Pipeline project: From grainy documents to interactive map

With public interest in pipelines soaring to new heights in recent years, decided to dig into information about some of the largest lines that cross the country.

How CBC converted 405 pages into a usable resource

CBC News turned pipeline incident data into a map to show Canadians what has happened near their own communities. (John Rieti/CBC)

With public interest in pipelines soaring to new heights in recent years, decided to dig into information about some of the largest lines that cross the country.

Last August, we submitted an access-to-information request asking for 12 years’ worth of data on pipeline incidents from the National Energy Board (NEB), the federal regulator that oversees pipelines that cross borders.

About five months later, a CD containing the documents arrived at CBC News.

They included page after page of detailed information about each and every pipeline safety incident that companies are required to report.

The incredible wealth of information allowed us to map each one of the 1,047 incidents so that Canadians could see what’s happening in their neighbourhood and across the country. Users can also filter by the type of incident, the substance or even the year.

Getting to this point wasn’t an easy process. The first quandary we faced was the form that the 405 pages of data came in.

What was once an Excel spreadsheet had been parcelled out into two PDFs containing three separate sections. Basically, each row describing an incident was now spread across three pages located in two documents.

The first 238-page document was split into two sections. One contained about 10 columns, such as Company, Substance and Amount Released, while the second had three columns with key information such as Province, Nearest Community and Event Type.

With each row of information in the first document split across multiple pages, it was difficult to pull together.

The second file was even worse. The access-to-information coordinator had run it through a redaction program, AccessPro, to take out names and other identifying information.

That turned it into a grainy image of the original spreadsheet.
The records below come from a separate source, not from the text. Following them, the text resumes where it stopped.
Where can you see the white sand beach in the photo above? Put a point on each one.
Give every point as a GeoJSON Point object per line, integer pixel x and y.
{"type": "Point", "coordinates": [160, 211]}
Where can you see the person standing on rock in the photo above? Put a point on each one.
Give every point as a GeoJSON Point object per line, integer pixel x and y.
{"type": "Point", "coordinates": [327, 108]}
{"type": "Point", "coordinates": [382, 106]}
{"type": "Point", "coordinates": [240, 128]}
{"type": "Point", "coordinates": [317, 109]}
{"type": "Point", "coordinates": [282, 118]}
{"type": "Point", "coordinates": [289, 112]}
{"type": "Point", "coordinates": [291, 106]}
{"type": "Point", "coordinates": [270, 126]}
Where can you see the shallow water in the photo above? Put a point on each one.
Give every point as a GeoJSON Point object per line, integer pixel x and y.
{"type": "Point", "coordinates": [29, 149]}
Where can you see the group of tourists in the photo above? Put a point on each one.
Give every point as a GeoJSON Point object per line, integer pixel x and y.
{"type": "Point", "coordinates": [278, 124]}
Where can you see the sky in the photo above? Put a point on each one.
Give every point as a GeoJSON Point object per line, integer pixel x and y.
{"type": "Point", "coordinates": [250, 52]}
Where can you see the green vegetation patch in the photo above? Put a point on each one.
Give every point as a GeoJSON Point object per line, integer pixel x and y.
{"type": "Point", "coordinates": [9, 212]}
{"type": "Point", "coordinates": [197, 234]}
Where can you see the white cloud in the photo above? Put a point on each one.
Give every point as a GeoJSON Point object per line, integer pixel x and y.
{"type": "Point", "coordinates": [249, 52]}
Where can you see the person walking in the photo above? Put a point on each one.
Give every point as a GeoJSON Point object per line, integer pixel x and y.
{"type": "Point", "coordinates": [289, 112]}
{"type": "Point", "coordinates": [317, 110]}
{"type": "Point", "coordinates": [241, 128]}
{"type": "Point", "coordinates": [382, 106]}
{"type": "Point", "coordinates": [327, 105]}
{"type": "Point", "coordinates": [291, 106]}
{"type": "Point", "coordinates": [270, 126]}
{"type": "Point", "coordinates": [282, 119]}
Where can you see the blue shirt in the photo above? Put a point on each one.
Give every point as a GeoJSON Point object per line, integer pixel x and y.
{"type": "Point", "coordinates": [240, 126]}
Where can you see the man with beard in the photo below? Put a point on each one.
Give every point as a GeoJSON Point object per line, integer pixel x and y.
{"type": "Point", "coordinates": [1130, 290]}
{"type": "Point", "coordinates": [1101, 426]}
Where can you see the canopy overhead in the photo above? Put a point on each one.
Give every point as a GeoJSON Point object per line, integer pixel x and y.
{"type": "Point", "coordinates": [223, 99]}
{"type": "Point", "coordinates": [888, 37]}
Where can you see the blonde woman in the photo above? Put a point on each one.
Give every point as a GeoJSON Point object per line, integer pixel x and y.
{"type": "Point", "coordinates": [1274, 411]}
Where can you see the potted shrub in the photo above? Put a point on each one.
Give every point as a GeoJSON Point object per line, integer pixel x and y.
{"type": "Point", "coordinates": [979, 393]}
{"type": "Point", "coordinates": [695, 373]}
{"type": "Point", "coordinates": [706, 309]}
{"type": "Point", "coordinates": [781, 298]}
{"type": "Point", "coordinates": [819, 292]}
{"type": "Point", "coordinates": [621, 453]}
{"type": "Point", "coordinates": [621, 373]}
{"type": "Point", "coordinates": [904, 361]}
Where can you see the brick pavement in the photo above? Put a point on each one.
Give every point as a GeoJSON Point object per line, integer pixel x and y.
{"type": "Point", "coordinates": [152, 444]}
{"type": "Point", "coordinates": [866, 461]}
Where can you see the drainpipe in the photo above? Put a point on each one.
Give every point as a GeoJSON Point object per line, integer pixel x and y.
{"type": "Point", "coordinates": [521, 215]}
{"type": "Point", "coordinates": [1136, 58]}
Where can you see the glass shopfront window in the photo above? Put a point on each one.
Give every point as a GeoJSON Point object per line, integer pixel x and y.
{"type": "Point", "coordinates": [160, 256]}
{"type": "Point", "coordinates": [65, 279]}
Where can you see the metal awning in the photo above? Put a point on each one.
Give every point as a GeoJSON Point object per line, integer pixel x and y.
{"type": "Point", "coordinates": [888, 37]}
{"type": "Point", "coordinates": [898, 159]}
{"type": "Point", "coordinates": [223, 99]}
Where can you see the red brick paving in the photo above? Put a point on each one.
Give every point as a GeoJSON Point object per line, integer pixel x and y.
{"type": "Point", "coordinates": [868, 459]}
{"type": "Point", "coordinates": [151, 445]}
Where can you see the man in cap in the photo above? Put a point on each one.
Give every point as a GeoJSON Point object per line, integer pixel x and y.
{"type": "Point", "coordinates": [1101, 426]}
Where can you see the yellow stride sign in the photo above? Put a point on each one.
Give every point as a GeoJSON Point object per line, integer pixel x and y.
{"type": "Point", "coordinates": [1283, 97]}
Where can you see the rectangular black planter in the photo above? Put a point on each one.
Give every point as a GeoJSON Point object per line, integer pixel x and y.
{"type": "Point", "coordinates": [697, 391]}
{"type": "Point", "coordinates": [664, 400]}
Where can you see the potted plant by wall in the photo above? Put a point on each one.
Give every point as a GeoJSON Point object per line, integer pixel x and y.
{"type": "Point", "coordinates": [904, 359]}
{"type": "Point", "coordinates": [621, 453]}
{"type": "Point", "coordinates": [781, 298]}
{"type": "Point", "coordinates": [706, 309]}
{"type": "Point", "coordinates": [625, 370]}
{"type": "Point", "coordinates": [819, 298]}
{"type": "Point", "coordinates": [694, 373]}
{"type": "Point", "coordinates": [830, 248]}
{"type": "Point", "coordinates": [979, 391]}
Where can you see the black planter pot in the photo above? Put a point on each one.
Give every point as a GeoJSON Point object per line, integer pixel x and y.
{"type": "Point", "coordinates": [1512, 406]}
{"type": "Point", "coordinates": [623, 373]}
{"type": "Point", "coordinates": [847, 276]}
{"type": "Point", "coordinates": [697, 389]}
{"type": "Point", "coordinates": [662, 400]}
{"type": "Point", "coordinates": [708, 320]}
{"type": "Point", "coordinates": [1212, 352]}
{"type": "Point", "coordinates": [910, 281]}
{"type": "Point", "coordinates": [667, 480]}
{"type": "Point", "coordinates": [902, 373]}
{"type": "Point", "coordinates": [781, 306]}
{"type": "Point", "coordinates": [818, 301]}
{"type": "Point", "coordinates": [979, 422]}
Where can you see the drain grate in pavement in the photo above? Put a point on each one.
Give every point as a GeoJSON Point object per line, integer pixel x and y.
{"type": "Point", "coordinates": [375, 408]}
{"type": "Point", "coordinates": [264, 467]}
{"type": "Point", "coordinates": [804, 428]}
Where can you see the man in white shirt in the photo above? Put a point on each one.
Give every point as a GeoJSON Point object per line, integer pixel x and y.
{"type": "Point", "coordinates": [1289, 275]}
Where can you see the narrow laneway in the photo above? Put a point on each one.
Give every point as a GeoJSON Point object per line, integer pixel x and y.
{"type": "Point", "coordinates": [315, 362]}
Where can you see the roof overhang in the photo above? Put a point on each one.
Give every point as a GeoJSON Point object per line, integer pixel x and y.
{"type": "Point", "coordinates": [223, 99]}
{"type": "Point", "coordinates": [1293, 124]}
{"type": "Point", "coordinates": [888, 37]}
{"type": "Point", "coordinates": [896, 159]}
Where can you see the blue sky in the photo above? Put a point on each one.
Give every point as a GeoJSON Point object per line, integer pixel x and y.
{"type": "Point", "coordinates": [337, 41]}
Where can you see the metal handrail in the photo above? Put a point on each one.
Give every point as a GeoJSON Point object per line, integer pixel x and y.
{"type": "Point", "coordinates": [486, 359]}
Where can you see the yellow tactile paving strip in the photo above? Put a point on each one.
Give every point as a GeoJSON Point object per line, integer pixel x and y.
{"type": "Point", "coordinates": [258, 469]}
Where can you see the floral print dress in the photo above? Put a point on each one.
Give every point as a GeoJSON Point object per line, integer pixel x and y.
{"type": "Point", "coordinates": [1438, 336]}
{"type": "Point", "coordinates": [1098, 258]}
It was a massive challenge to turn that back into text.

In the end, CBC had to use commercial optical character recognition (OCR) software, which converts images of text into editable documents, plus custom programming to convert the image back into text and put it back together as a data set.

We then geocoded the longitude and latitude for the nearest population centre noted in the NEB logs so that we could map it out.

To be able to visualize the size of spills, we also standardized the amount of oil or gas spilled — which was recorded by NEB largely in cubic metres but also in kilograms, litres, tonnes and other units — into one measurement: litres. NEB helped convert the weights into volumes.

Our first version of the map was solely published internally as a research tool for journalists spread out in different cities.

Using geographic information system (GIS) software, we explored a decade’s worth of incidents to find patterns and trends.

Though CBC News had requested the database in its original Excel spreadsheet format, current access-to-information laws don’t require departments to release information in its original form. Often, officials turn spreadsheets into difficult-to-convert PDFs, citing concerns the documents could be manipulated.

Even once CBC managed to get the pipeline incident data set into an Excel spreadsheet, it became apparent that our work was not done.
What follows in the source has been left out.